Valter Nogueira

por Valter Nogueira - 8 meses atrás

Centenário de Sílvio Porto

Há uma diferença sutil entre herança e legado. Herança é o que se deixa para as pessoas e,  legado, é o que se deixa nas pessoas, tais como ensinamentos e valores. E o legado exemplar do homem público e cidadão Sílvio Pélico Porto (1919-1984) parece ser imensurável, fato constatado ante o grande número de pessoas e autoridades – entre amigos e familiares –  que lotaram o Pleno do Tribunal de Justiça da Paraíba, na tarde/noite dessa quinta-feira (5), para participar da solenidade comemorativa ao centenário de nascimento de Sílvio Porto, realizada pelo Tribunal de Justiça da Paraíba, por meio da Comissão de Cultura e Memória do Poder Judiciário estadual.

Os ritos protocolares inerentes ao evento foram ofuscados pela vibração harmoniosa das cordas do violino, após serem sutilmente tocadas pela crina do arco do referido instrumento. É que, durante a solenidade, o talento de uma  jovem violinista encantou a todos, ao executar, com maestria, três músicas preferidas do homenageado. A saber: ‘A Noite do Meu Bem, Luzes da Ribalta e My Way’.

E a harmonia musical parece ter tocado a alma dos oradores, que  proferiram discursos breves,  a partir de palavras pinçadas da alma e do coração. Resultado: os ritos da  cerimônia transcorreram de forma leve. Afinal, Sílvio era um Porto seguro.

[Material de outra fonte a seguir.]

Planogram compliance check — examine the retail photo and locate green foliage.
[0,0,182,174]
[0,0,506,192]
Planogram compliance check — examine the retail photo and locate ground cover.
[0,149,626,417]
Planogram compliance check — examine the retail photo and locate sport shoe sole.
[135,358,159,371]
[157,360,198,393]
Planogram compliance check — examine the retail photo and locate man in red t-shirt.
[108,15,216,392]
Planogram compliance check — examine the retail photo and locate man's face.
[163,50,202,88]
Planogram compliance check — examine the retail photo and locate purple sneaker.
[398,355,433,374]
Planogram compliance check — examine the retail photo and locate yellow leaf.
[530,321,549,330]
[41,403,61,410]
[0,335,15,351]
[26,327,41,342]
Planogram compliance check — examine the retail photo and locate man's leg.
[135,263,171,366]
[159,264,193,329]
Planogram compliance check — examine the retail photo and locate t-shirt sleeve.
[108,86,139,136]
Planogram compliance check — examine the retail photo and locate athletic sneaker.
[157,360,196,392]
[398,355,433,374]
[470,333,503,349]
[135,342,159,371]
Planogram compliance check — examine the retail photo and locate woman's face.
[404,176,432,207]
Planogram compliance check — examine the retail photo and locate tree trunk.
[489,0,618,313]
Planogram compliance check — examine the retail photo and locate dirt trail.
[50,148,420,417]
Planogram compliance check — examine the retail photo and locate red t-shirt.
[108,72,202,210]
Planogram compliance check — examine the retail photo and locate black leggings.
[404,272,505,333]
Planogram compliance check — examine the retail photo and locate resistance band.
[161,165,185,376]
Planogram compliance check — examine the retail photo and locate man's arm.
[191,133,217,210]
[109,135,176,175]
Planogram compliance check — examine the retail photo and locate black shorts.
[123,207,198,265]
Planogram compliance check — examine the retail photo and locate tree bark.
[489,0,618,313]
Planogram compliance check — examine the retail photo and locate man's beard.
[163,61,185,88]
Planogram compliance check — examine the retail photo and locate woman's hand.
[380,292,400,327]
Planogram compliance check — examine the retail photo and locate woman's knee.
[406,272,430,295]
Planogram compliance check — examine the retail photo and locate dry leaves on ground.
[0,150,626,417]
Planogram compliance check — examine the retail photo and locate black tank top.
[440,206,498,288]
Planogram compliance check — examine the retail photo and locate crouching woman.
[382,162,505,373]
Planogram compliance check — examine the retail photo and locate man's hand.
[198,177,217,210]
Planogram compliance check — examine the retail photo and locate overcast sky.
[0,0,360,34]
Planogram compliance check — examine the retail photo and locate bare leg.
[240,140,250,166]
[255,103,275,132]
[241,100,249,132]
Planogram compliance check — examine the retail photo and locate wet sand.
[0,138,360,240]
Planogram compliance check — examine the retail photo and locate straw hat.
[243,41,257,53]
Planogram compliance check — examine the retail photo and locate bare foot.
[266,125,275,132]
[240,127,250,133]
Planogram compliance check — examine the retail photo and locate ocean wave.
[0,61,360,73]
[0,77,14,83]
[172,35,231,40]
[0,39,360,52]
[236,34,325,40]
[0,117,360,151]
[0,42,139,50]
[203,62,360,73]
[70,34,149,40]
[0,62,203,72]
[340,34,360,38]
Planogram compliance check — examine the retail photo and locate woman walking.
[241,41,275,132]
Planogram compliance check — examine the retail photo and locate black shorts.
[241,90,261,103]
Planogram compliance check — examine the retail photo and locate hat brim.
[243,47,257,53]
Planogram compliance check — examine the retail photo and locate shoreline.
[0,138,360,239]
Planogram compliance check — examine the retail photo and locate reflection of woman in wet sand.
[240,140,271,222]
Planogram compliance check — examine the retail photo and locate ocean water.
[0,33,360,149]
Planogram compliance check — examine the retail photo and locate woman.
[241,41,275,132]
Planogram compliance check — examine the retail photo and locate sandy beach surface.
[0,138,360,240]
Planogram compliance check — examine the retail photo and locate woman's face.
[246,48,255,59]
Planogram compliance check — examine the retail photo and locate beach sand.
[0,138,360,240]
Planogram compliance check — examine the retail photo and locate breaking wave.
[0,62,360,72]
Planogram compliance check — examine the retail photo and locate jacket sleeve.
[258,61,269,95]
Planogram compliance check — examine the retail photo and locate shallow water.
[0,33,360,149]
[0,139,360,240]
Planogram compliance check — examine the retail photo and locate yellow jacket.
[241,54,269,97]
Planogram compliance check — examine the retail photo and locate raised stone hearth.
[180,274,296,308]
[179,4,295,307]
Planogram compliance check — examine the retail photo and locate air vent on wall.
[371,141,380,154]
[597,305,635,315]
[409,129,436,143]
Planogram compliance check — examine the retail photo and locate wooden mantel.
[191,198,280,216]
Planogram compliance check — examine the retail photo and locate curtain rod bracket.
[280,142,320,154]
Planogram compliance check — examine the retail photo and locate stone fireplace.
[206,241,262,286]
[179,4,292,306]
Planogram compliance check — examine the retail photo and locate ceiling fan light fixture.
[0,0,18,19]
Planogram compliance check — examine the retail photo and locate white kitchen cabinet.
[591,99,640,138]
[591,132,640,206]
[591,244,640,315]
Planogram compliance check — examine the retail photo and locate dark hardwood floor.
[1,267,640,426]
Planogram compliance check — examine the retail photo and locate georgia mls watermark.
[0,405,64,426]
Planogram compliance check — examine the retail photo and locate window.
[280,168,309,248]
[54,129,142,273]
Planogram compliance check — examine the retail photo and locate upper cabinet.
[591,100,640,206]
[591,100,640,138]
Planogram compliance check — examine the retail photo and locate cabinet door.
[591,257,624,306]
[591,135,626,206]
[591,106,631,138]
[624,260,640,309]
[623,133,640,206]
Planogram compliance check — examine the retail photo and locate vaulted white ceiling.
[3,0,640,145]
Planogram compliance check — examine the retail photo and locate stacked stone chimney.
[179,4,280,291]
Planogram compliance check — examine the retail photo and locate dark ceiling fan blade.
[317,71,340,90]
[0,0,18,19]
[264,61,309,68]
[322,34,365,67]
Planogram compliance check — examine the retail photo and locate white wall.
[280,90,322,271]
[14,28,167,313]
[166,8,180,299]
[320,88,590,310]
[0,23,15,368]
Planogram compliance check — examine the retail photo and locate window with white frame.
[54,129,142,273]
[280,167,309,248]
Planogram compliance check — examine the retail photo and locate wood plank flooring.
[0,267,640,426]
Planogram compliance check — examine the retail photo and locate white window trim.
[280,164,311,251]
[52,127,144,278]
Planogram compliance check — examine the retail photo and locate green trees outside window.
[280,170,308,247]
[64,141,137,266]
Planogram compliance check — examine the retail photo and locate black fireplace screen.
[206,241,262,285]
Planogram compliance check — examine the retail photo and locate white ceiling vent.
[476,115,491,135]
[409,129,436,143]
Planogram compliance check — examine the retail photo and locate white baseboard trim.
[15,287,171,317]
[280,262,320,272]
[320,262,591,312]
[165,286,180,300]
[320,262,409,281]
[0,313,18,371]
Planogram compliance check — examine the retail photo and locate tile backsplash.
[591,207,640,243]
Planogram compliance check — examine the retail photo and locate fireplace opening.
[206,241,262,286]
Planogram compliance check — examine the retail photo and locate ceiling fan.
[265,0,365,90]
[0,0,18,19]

Como de praxe, a solenidade foi aberta pelo presidente do TJPB, desembargador Márcio Murilo da Cunha Ramos, que fez a entrega de placa comemorativa aos filhos de Sílvio Porto, como reconhecimento do Tribunal ao contributo dado pelo jurista homenageado à Justiça paraibana.

Márcio Murilo disse, com propriedade, que “Sílvio Porto foi um homem do passado, do presente e do futuro. Advogado, político, orador, tribuno, desembargador, professor. Essa homenagem engloba tudo isso e, hoje, o Pleno está repleto de todos os amigos do homenageado”.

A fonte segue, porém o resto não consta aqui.